Note that the values here ☝️ are from the Nairobi collection, so your values will look different. 

In [None]:
[{'_id': site, 'count': dar.count_documents({'metadata.site':site})} for site in sites]

In [None]:
result = dar.aggregate(
    [
        {
            '$group':{
            '_id':'$metadata.site',
            'count':
                {
                '$count':{}
                }
            }
        }
    ]
)

readings_per_site = list(result)
readings_per_site

## Import

**4:** (5 points) Create a `wrangle` function that will extract the PM2.5 readings from the site that has the most total readings in the Dar es Salaam collection. Your function should do the following steps:

1. Localize reading time stamps to the timezone for `"Africa/Dar_es_Salaam"`.
2. Remove all outlier PM2.5 readings that are above 100. 
3. Resample the data to provide the mean PM2.5 reading for each hour.
4. Impute any missing values using the forward-will method. 
5. Return a Series `y`. 

In [None]:
def wrangle(collection):
    result = collection.find(
            {'metadata.site': 11, 'metadata.measurement':'P2'},
            projection={'_id':0, 'P2':1, 'timestamp':1}
    )
    
    df = pd.DataFrame(data=result).set_index('timestamp')
    df.index = df.index.tz_localize("UTC").tz_convert('Africa/Dar_es_Salaam')
    df.drop(df[df['P2'] > 100].index, inplace=True)
    y = df['P2'].resample('1H').mean().fillna(method='ffill')
    return y

Use your `wrangle` function to query the `dar` collection and return your cleaned results.

In [None]:
y = wrangle(dar)
y.head()

## Explore Some More

**5:** Create a time series plot of the readings in `y`. Label your x-axis `"Date"` and your y-axis `"PM2.5 Level"`. Use the title `"Dar es Salaam PM2.5 Levels"`.

In [None]:
fig, ax = plt.subplots(figsize=(15, 6))

y.plot()

plt.xlabel('Date')
plt.ylabel('PM2.5 Level')
plt.title('Dar es Salaam PM2.5 Levels')

**6:** Plot the rolling average of the readings in `y`. Use a window size of `168` (the number of hours in a week). Label your x-axis `"Date"` and your y-axis `"PM2.5 Level"`. Use the title `"Dar es Salaam PM2.5 Levels, 7-Day Rolling Average"`.

In [None]:
fig, ax = plt.subplots(figsize=(15, 6))

rolling_window = y.rolling(168).mean()
rolling_window.plot()
plt.xlabel('Date')
plt.ylabel('PM2.5 Level')
plt.title('Dar es Salaam PM2.5 Levels, 7-Day Rolling Average')

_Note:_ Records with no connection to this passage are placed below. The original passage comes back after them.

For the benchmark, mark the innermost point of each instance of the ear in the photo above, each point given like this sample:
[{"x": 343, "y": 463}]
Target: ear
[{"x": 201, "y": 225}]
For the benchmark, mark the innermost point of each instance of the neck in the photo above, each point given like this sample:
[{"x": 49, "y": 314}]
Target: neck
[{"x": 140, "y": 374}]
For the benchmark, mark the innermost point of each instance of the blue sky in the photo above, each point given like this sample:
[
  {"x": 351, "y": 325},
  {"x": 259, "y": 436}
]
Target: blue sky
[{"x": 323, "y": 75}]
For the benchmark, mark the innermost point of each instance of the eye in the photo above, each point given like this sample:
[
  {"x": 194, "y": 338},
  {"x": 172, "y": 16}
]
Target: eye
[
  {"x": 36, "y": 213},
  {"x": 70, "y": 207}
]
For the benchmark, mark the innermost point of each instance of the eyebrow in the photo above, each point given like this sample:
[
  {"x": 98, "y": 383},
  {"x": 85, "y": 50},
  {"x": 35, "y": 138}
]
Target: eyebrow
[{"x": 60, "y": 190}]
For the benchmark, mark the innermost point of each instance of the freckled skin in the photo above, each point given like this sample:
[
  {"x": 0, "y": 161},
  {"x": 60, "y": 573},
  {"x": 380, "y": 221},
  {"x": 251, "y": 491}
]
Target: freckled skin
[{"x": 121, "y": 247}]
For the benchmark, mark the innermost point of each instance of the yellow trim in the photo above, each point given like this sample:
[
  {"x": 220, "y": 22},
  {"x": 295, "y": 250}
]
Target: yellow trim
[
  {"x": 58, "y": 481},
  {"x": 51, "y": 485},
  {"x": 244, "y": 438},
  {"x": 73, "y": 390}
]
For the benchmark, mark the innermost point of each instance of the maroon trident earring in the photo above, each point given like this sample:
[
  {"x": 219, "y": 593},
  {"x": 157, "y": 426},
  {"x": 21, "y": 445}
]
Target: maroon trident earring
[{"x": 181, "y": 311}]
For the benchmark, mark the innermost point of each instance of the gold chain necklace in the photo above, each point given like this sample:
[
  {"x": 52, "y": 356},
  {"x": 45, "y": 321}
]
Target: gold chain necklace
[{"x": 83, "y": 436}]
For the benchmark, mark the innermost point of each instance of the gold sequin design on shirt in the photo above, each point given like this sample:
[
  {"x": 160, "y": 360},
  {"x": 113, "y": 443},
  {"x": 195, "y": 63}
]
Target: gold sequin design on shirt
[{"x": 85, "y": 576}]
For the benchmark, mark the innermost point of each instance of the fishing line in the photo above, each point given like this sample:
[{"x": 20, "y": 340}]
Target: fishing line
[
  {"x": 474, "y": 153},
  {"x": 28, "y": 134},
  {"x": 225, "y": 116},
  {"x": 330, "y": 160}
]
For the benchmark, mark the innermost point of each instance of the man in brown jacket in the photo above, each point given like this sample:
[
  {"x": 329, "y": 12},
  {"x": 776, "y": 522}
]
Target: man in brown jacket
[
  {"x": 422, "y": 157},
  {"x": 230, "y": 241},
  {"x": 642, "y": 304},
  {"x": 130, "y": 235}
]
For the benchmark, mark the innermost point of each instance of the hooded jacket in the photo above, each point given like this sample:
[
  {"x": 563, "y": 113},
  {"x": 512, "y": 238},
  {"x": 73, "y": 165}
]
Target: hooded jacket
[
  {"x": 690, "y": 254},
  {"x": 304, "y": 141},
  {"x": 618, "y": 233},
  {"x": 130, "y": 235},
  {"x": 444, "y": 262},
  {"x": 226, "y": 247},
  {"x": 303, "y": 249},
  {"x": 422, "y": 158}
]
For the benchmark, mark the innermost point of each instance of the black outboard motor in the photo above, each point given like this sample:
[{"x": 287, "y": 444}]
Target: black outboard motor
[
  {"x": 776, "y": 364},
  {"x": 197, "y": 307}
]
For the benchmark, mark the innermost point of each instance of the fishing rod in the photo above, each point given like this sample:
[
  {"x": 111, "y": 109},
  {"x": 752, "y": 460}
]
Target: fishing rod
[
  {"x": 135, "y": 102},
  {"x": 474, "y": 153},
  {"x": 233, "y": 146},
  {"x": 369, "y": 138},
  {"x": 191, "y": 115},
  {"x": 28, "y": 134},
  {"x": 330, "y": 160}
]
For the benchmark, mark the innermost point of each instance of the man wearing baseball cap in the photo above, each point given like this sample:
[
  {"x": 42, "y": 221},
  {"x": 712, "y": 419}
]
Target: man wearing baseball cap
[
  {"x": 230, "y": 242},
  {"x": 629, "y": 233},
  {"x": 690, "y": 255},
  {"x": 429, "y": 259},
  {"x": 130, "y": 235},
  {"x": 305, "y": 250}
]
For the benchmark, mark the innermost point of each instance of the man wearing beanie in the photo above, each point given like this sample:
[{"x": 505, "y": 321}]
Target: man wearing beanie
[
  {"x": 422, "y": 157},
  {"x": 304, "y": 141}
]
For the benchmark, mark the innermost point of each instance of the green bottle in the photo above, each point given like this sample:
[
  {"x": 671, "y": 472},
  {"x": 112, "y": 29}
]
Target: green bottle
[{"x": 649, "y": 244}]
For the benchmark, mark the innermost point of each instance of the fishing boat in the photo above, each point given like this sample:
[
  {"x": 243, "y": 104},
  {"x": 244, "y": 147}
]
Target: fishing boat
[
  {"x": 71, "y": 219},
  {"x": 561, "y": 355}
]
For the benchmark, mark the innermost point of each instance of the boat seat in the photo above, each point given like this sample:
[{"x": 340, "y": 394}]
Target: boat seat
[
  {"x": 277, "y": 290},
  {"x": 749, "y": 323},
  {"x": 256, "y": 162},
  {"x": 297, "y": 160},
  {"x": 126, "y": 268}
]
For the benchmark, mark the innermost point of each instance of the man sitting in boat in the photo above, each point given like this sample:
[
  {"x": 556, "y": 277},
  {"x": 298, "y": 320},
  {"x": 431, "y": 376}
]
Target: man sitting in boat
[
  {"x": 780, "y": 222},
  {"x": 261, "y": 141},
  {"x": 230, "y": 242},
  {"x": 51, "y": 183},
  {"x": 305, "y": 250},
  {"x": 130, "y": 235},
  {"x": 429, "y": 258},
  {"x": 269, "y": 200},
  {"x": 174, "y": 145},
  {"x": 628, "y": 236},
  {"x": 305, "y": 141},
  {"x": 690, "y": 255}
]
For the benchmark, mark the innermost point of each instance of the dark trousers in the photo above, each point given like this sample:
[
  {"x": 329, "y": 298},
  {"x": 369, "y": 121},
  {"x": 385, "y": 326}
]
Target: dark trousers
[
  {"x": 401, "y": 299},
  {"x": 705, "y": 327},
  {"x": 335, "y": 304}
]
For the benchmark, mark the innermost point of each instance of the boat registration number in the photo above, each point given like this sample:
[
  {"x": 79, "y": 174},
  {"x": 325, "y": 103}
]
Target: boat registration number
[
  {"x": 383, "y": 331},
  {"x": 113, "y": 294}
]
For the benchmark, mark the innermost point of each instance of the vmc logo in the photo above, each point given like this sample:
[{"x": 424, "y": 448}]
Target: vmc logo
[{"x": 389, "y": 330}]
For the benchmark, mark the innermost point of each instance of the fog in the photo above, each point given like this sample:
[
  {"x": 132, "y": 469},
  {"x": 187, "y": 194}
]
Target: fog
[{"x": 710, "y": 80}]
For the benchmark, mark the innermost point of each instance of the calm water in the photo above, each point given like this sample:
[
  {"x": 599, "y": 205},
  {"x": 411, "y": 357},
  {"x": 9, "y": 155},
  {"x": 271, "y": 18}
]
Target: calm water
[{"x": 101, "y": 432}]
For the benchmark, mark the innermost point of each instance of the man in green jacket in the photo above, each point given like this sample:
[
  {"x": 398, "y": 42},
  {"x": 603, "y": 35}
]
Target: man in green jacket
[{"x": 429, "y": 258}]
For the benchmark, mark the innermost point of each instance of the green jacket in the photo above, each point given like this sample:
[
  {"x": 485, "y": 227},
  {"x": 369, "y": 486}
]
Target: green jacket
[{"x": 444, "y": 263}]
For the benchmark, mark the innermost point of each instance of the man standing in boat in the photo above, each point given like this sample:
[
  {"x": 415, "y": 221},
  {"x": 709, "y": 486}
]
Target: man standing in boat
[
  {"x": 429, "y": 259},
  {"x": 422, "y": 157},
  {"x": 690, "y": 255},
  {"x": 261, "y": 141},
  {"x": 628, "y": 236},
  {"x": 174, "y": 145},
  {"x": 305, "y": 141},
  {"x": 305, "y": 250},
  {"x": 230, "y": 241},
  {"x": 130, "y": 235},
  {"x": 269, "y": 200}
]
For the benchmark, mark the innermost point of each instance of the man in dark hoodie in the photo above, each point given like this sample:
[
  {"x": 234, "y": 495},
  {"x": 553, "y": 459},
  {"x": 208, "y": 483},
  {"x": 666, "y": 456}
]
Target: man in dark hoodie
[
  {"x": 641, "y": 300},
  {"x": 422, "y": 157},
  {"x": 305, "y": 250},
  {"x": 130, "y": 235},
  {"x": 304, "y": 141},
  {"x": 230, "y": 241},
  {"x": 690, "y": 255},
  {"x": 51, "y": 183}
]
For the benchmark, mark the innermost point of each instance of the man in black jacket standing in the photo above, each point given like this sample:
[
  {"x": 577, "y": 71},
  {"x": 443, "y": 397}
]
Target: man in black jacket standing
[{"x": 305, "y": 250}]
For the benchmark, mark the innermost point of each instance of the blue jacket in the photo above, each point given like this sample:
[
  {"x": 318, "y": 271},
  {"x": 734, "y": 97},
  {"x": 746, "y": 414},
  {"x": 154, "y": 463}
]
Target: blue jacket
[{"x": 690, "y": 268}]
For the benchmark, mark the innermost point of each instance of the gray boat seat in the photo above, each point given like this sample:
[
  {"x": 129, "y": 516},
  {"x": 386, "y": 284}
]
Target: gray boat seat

**7:** Create an ACF plot for the data in `y`. Be sure to label the x-axis as `"Lag [hours]"` and the y-axis as `"Correlation Coefficient"`. Use the title `"Dar es Salaam PM2.5 Readings, ACF"`.

In [None]:
fig, ax = plt.subplots(figsize=(15, 6))

plot_acf(y, ax=ax)
plt.xlabel('Lag [hours]')
plt.ylabel('Correlation Coefficient')
plt.title('Dar es Salaam PM2.5 Readings, ACF')

**8:** Create an PACF plot for the data in `y`. Be sure to label the x-axis as `"Lag [hours]"` and the y-axis as `"Correlation Coefficient"`. Use the title `"Dar es Salaam PM2.5 Readings, PACF"`.

In [None]:
fig, ax = plt.subplots(figsize=(15, 6))

plot_pacf(y, ax=ax)
plt.xlabel('Lag [hours]')
plt.ylabel('Correlation Coefficient')
plt.title('Dar es Salaam PM2.5 Readings, PACF')

## Split

**9:** Split `y` into training and test sets. The first 90% of the data should be in your training set. The remaining 10% should be in the test set.

In [None]:
cutoff_test = int(0.9 * len(y))
y_train = y[:cutoff_test]
y_test = y[cutoff_test:]
print("y_train shape:", y_train.shape)
print("y_test shape:", y_test.shape)

# Build Model

## Baseline

**10:** Establish the baseline mean absolute error for your model.

In [None]:
y_train_mean = y_train.mean()
y_pred_baseline = len(y_train) * [y_train_mean]
mae_baseline = mean_absolute_error(y_train, y_pred_baseline)

print("Mean P2 Reading:", y_train_mean)
print("Baseline MAE:", mae_baseline)

## Iterate

**11:** You're going to use an AR model to predict PM2.5 readings, but which hyperparameter settings will give you the best performance? Use a `for` loop to train your AR model on using settings for `p` from 1 to 30. Each time you train a new model, calculate its mean absolute error and append the result to the list `maes`. Then store your results in the Series `mae_series`.

In [None]:
p_params = range(1, 31)
maes = []
for p in p_params:
    model = AutoReg(y_train, p).fit()
    y_pred = model.predict().dropna()
    mae = mean_absolute_error(y_pred, y_train[y_pred.index])
    maes.append(mae)
    
mae_series = pd.Series(maes, name="mae", index=p_params)
mae_series.head()

**12:** Look through the results in `mae_series` and determine what value for `p` provides the best performance. Then build and train `final_model` using the best hyperparameter value.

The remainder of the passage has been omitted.